Estas cuestiones, nombradas sólo a modo de ejemplo, aunque persisten
en su importancia, en sus contradicciones, en sus políticas públicas, en sus
aciertos y errores, empiezan a ser empujadas fuera de la agenda por una
cuestión que lenta pero inexorablemente es crucial. Esa cuestión no es, como
algunos piensan, una pregunta existencial, por la esencia de este proyecto y su
relación con el Partido Justicialista y los movimientos sociales. Es una
pregunta más sencilla y, precisamente, es su sencillez la que va terminar
definiendo, en la práctica, en los hechos, es decir en la política, qué es o
qué no es el kirchnerismo. Es la pregunta por el candidato de carne y hueso que
va a intentar dar continuidad a este proyecto.
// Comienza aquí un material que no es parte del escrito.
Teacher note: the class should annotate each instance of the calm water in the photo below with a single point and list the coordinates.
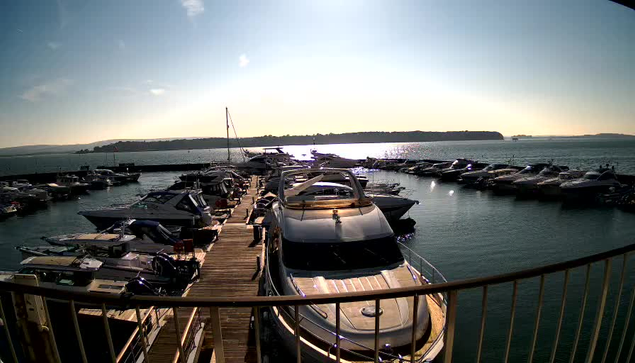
(584, 153)
(464, 232)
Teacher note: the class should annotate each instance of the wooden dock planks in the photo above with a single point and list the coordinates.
(230, 270)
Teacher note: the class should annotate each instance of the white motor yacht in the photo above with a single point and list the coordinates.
(178, 208)
(160, 269)
(77, 274)
(505, 183)
(332, 240)
(72, 182)
(333, 161)
(473, 177)
(529, 185)
(591, 184)
(551, 187)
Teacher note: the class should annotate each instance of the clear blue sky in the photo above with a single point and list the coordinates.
(75, 71)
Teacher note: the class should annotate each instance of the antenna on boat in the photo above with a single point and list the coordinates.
(227, 124)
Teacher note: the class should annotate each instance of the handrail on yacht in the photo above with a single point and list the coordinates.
(450, 291)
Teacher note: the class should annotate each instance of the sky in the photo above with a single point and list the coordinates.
(78, 71)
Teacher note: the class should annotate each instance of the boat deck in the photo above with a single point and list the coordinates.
(230, 271)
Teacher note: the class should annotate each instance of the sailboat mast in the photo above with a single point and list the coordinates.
(227, 122)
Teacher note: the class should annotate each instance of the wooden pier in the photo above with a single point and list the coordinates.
(230, 270)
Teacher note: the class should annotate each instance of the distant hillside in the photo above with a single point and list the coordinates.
(268, 140)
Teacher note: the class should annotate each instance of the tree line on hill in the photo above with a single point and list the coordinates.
(269, 140)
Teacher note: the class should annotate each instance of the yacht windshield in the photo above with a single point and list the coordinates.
(326, 256)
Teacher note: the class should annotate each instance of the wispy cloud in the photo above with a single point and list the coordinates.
(243, 61)
(193, 7)
(62, 13)
(52, 88)
(54, 45)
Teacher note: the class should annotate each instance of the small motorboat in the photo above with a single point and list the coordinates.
(76, 274)
(7, 210)
(550, 188)
(178, 208)
(333, 160)
(505, 183)
(393, 207)
(56, 191)
(480, 176)
(138, 235)
(116, 178)
(434, 169)
(458, 167)
(97, 181)
(529, 185)
(160, 269)
(591, 184)
(72, 182)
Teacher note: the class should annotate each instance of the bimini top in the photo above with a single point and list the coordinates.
(295, 192)
(67, 263)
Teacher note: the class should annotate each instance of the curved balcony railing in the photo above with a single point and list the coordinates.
(621, 350)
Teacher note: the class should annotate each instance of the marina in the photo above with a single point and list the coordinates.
(235, 265)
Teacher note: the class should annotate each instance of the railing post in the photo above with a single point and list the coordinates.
(5, 323)
(616, 308)
(626, 323)
(451, 322)
(377, 314)
(582, 308)
(142, 337)
(511, 321)
(217, 330)
(257, 334)
(298, 345)
(179, 338)
(338, 330)
(479, 350)
(600, 312)
(78, 333)
(562, 308)
(415, 312)
(541, 293)
(111, 347)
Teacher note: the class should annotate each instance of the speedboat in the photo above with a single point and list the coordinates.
(504, 184)
(458, 167)
(529, 185)
(56, 191)
(76, 274)
(338, 241)
(97, 181)
(179, 208)
(550, 188)
(591, 184)
(383, 188)
(116, 178)
(393, 207)
(7, 210)
(478, 176)
(72, 182)
(333, 160)
(434, 169)
(416, 167)
(160, 269)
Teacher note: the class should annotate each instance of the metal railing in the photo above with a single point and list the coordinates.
(450, 290)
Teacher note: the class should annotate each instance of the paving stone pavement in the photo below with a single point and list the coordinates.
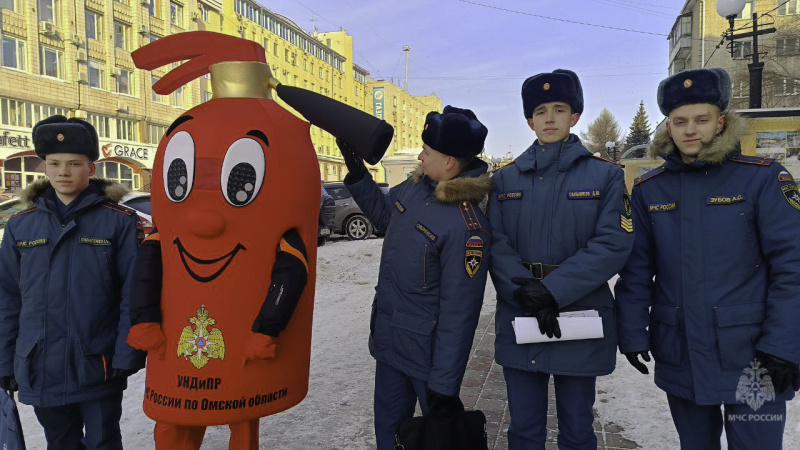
(484, 388)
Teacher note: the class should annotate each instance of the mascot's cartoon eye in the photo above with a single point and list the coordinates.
(242, 171)
(179, 166)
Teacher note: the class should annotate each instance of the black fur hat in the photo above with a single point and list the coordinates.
(695, 86)
(559, 86)
(455, 132)
(57, 134)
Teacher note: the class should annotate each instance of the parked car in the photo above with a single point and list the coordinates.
(350, 220)
(327, 212)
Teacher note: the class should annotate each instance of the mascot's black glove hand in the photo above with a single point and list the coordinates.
(633, 358)
(783, 373)
(440, 405)
(355, 164)
(532, 295)
(119, 374)
(8, 383)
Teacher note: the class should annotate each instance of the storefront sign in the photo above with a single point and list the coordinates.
(7, 139)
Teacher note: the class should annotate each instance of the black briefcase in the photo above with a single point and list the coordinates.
(463, 431)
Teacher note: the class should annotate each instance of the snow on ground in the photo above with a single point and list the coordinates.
(337, 413)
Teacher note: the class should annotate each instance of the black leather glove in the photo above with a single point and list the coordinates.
(532, 295)
(548, 321)
(355, 164)
(118, 374)
(783, 373)
(9, 383)
(633, 358)
(440, 405)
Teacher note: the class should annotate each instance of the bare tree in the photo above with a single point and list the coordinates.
(603, 129)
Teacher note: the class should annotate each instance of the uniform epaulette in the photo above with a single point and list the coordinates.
(500, 168)
(22, 213)
(119, 208)
(608, 160)
(756, 160)
(649, 175)
(470, 216)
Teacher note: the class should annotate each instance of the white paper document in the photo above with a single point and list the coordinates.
(575, 325)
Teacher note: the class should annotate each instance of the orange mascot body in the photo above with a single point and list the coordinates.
(231, 178)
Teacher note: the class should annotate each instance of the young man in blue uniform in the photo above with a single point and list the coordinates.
(561, 230)
(713, 273)
(432, 273)
(65, 266)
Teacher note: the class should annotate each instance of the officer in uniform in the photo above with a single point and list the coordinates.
(432, 272)
(65, 271)
(561, 231)
(719, 232)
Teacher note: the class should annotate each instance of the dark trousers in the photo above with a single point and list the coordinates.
(700, 426)
(396, 395)
(63, 425)
(527, 404)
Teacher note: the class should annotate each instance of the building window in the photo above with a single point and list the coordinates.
(115, 171)
(7, 4)
(100, 124)
(176, 14)
(122, 35)
(13, 53)
(742, 50)
(51, 62)
(788, 46)
(155, 132)
(22, 171)
(124, 82)
(96, 74)
(177, 97)
(126, 130)
(788, 7)
(747, 12)
(94, 25)
(47, 11)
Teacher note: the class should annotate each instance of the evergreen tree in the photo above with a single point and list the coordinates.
(639, 132)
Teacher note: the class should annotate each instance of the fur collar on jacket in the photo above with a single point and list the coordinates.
(112, 190)
(715, 151)
(464, 188)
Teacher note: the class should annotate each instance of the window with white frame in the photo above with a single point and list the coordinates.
(101, 124)
(155, 132)
(122, 35)
(124, 85)
(94, 25)
(51, 62)
(96, 74)
(47, 11)
(788, 7)
(742, 50)
(126, 130)
(13, 53)
(788, 46)
(176, 14)
(8, 4)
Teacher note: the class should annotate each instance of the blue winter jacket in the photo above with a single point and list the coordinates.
(721, 236)
(64, 296)
(432, 273)
(559, 205)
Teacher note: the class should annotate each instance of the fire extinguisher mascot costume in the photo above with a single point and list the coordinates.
(223, 290)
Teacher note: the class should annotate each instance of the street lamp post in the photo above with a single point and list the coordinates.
(729, 9)
(609, 147)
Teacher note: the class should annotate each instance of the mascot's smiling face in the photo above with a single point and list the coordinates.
(223, 187)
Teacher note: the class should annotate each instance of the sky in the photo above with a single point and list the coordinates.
(476, 54)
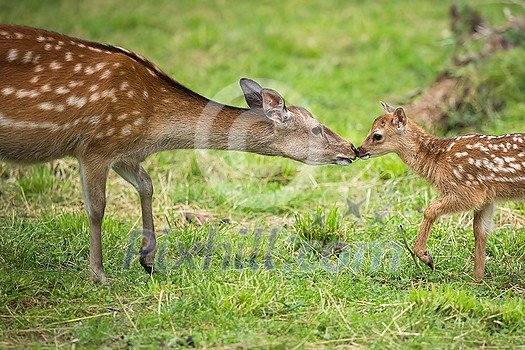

Si el enemigo poderoso unía y cohesionaba, la pelea por quién
representa la continuidad debilita y divide. El proyecto se enfrenta ahora
consigo mismo. Y he aquí el dilema.
Alinearse detrás de la lealtad de quien más posibilidades tiene o
consolidar una alternativa progresista detrás de un candidato que, aun en
desventaja, con respecto a los candidatos de la oposición, se presente como,
aun en la derrota, el representante más puro del proyecto kirchnerista. Desde una
vereda se asegura que el kirchnerismo construyó poder desde el poder, por lo
tanto el proyecto no puede darse el lujo de ceder espacios, abogan por una
teoría del “cerco” pero a la inversa de su versión setentista, afirmando que no
se puede rifar todo lo conseguido por cuestiones ideológicas. Desde la otra,
con un discurso fragmentado, lleno de matices y grises, se esfuerzan por gritar
que el kirchnerismo se muere si no se profundiza, que no todo intento por
mantener el poder es válido.
Este dilema, en apariencia central y excluyente, invisibiliza sin
embargo al actor principal que es, en definitiva, quien tiene el verdadero
poder y que es capaz de transformar al poder político en aquello que en Chiapas
se conoce como “mandar obedeciendo”. El candidato es el proyecto, decía un
cartel en la masiva plaza del 1º de marzo. Todos sabemos que sólo puede serlo
ideológicamente, pero la política y la ideología no son lo mismo. Cuán cerca
estará la política de la ideología no dependerá sólo del poder que puedan acumular
de un lado y otro de la vereda, sino principalmente de cómo el pueblo pueda
materializar su legítimo e indelegable mandato.
* Docente Colectivo Educativo Manuel Ugarte.